NEW YORK (GenomeWeb News) – De novo, non-inherited mutations may explain a subset of congenital heart disease cases, a Nature study suggests. A Yale University-led team performed exome sequencing on individuals with severe forms of congenital heart disease and their unaffected parents in an attempt to peek at the genetic factors behind the birth defect, which turns up in around eight of every 1,000 live births.
When they sifted through data for 362 parent-child trios and 264 unaffected trios, researchers found individuals with congenital heart disease had an unusually high burden of new protein-coding alterations not found in either of their unaffected parents.
Such changes often affected genes involved heart development, study authors said. Genes from pathways involved in adding, removing, or otherwise regulating specific epigenetic marks appeared particularly prone to de novo mutation, too. Among them: genes involved in the methylation of histone 3 lysine 4 and histone 3 lysine 27.
Alterations in genes regulating some of the same sorts of epigenetic marks have previously been implicated in autism, Yale University's Richard Lifton, a co-corresponding author on the study, noted in a statement, hinting that "there may be common pathways that underlie a wide range of common congenital diseases."
Researchers from the University of Illinois at Urbana-Champaign, the Chinese Academy of Sciences, the University of California, Los Angeles, and elsewhere used a combination of Illumina and Roche 454 instruments to sequence the genome of the sacred lotus plant, Nelumbo nucifera — work they described in Genome Biology.
The resulting assembly, cobbled together with sequence data generated with genomic DNA from a sacred lotus variety called China Antique, covers 804 million bases — some 86.5 percent of the estimated 929 million bases in the genome of the basal eudicot plant.
Within this assembly, the team uncovered almost 26,700 predicted protein-coding genes, including a set of 4,223 genes that appear to be shared across all vascular plants assessed so far.

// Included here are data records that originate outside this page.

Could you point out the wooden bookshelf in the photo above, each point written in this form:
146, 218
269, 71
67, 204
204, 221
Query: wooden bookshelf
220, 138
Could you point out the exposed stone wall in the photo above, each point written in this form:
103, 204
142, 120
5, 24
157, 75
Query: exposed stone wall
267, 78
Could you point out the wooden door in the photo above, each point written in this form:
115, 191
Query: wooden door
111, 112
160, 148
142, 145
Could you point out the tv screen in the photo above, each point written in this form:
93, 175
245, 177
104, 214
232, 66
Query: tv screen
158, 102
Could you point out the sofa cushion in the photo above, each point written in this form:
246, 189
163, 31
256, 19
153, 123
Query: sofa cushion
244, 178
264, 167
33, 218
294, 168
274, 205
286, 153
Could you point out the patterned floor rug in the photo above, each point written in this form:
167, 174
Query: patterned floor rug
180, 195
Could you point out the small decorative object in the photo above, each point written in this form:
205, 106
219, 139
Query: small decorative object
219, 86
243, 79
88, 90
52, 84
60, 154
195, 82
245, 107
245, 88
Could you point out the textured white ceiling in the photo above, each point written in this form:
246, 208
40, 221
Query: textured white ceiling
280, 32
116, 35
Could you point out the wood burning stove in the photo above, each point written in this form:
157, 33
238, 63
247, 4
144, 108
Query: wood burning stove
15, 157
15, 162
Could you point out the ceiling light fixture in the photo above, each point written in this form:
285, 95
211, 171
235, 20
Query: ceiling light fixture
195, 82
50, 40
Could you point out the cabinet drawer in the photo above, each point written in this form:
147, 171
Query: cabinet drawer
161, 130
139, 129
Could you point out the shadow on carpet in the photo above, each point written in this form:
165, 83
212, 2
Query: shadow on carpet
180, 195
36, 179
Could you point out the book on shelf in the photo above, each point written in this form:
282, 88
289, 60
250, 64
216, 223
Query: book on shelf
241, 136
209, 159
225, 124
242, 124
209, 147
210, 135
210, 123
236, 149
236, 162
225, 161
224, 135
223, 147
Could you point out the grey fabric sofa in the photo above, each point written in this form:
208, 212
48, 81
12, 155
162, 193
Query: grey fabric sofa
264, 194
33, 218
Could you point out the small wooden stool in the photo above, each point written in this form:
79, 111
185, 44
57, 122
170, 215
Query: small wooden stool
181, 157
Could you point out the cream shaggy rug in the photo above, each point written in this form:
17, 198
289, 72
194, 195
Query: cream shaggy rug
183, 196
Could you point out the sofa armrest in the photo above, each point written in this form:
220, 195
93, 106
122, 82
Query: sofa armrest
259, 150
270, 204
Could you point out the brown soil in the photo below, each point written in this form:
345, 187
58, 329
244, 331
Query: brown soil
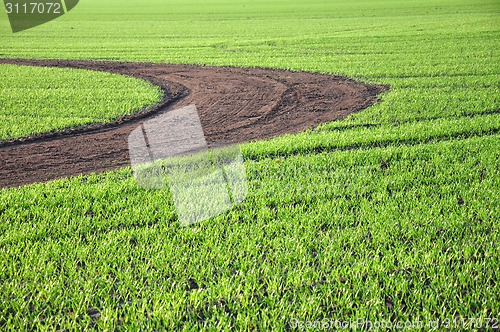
235, 105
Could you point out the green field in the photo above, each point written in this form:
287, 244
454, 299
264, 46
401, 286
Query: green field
39, 100
389, 215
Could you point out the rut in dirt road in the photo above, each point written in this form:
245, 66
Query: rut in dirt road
235, 105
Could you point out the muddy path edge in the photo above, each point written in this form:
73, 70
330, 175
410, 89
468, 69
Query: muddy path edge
235, 105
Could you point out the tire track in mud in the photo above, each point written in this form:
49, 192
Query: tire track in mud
235, 105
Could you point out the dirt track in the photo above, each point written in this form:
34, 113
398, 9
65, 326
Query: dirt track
235, 105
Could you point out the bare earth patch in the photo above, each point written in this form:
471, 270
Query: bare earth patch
235, 105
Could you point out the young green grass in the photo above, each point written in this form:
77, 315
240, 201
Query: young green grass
36, 100
389, 215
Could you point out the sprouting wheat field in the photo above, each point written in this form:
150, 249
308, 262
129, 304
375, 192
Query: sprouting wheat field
389, 215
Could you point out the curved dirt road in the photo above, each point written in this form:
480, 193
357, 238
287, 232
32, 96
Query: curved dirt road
234, 105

Other comparisons indicated that the sacred lotus genome has a slow nucleotide substitution rate and has not been affected by an ancient genome triplication event that involved the ancestors of many other modern eudicots, consistent with the lotus lineage's basal position in the flowering plant clade. On the other hand, researchers did see signs of a 65 million-year-old genome duplication event within the lotus lineage specifically. And by delving into the types of duplicated genes that have been retained in the genome, they have already started to get new clues about the plant's biology.
A Stanford University team took coupled a method called isobaric tandem mass tagging with two-dimensional liquid chromatography tandem mass spectrometry to get a glimpse at interactions between genetic variants and protein abundance in humans.
As they report in Nature, the investigators used the TMT-tagging mass spec scheme to profile peptides in lymphoblastoid cell lines generated for 95 individuals of European, African, or Asian descent from the HapMap project. Analyses of proteins encoded by just shy of 6,000 genes in these samples revealed variations in protein abundance varied — not only from one individual to the next, but also between individuals of different genders and from different populations.
When they folded in available gene expression data, investigators uncovered examples of protein quantitative trait loci. But they found other indications that protein abundance has a heritable molecular component, too, including clusters of related proteins showing jumps and dips in expression that appear to be linked with one another.
"This study demonstrates the feasibility of high-throughput human proteome quantification that, when integrated with DNA variation and transcriptome information, adds a new dimension to the characterization of gene expression regulation," Stanford genetics researchers Michael Snyder and Hua Tang, the study's co-corresponding authors, and their colleagues noted.
In the American Journal of Human Genetics, French researchers described an exome sequencing study that unearthed mutations in the BAP1 gene with ties to a familial form of the kidney cancer renal cell carcinoma.
The group began its search for RCC culprits by focusing on a two-generational RCC-affected family that included four first-degree relatives with the condition. Exome sequencing of two affected family members — coupled with genome-wide SNP assessments of tumors from affected individuals in that family — revealed an inactivating germline mutation in BAP1 that segregated with RCC risk.
When investigators searched for similar alterations in 60 cancer-prone families that had already tested negative for mutations in an RCC-associated gene called VHL, they found 11 families with BAP1 mutations. Individuals in six of those families had been diagnosed with RCC. Nevertheless, they noted, BAP1 glitches didn't turn up in families affected exclusively by RCC, suggesting mutations in the gene might contribute to a rare syndrome that increases individuals' risk of RCC and certain other cancer types.
Genomics In The Journals is a weekly feature pointing readers to select, recently published articles involving genomics and related research.